Le 16 janvier 1961, une note manuscrite scelle le destin de Patrice Lumumba. Victor Nendaka, alors administrateur en chef de la Sûreté, organise le transfert du leader indépendantiste vers Élisabethville. Dans la nuit du 17 janvier, Lumumba, Maurice Mpolo et Joseph Okito sont exécutés. Nendaka plaidera toujours son innocence, affirmant que le transfert avait été validé par d’autres acteurs.

Seti Yale, l’architecte du KGB zaïrois

En 1965, Mobutu remplace Nendaka par Seti Yale, un homme formé en Israël et aux États-Unis. Ce dernier professionnalise les services secrets congolais et crée le Centre national de documentation (CND), surnommé le « KGB zaïrois ». Il installe des systèmes d’écoute, des filatures et fait de la torture une méthode courante. Son objectif ? Faire du CND un État dans l’État, où chaque ministère et chaque ambassade a son espion.

Honoré Ngbanda, le Terminator sanguinaire

Dans les années 1980, Honoré Ngbanda prend les rênes des services secrets.
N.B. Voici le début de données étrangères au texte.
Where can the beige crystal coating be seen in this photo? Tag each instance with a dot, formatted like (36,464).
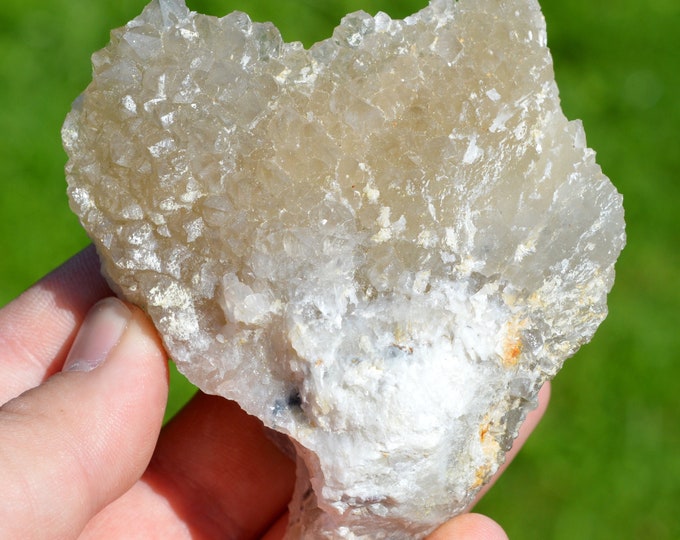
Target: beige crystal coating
(381,246)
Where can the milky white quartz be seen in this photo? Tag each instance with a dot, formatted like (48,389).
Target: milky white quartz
(381,246)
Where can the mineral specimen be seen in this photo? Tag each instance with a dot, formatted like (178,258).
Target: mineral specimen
(381,246)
Il industrialise la répression. Le CND devient une machine de terreur, exportant ses méthodes jusqu’en Europe. Certains écrits congolais le qualifient de « Terminator sanguinaire », en référence à son rôle dans le transfert fatal de Lumumba et à sa réputation de tortionnaire impitoyable.

Mobutu, lui, a compris une chose : qui contrôle les services secrets contrôle le pouvoir. Il multiplie les structures – CND, SNIP, SARM, DSP – pour qu’elles s’espionnent entre elles, évitant qu’un seul homme ne domine trop longtemps la machine. Nendaka est limogé en 1965, Seti Yale écarté, Ngbanda chassé en 1990. Mais le système ne meurt pas. Il mute. Les sigles changent – SNIP, AND, ANR – mais les caves, les méthodes et la terreur, elles, persistent.

L’héritage d’une logique toujours vivante

En 1997, le système s’effondre avec Mobutu. Pourtant, les services secrets congolais existent toujours. L’ANR a pris la relève, mais les pratiques restent les mêmes : surveillance, intimidation, impunité.

Cette histoire, c’est celle des coulisses du pouvoir à Kinshasa. Celle qui ne s’écrit pas dans les discours officiels, mais se murmure dans les bureaux sans fenêtres, entre les dossiers classifiés et les écoutes téléphoniques. Une histoire où les espions ne sont pas des personnages secondaires, mais les véritables architectes d’un système où le pouvoir se joue dans l’ombre.

Tout commence en octobre 1960, trois mois après l’indépendance. Mobutu vient de renverser Lumumba. Il faut un homme pour tenir la maison. Un homme qui ne pose pas de questions. Ce sera Victor Nendaka Bika. Le premier d’une longue lignée d’ombres qui, jusqu’à aujourd’hui, continuent d’écrire l’histoire du Congo… dans l’obscurité.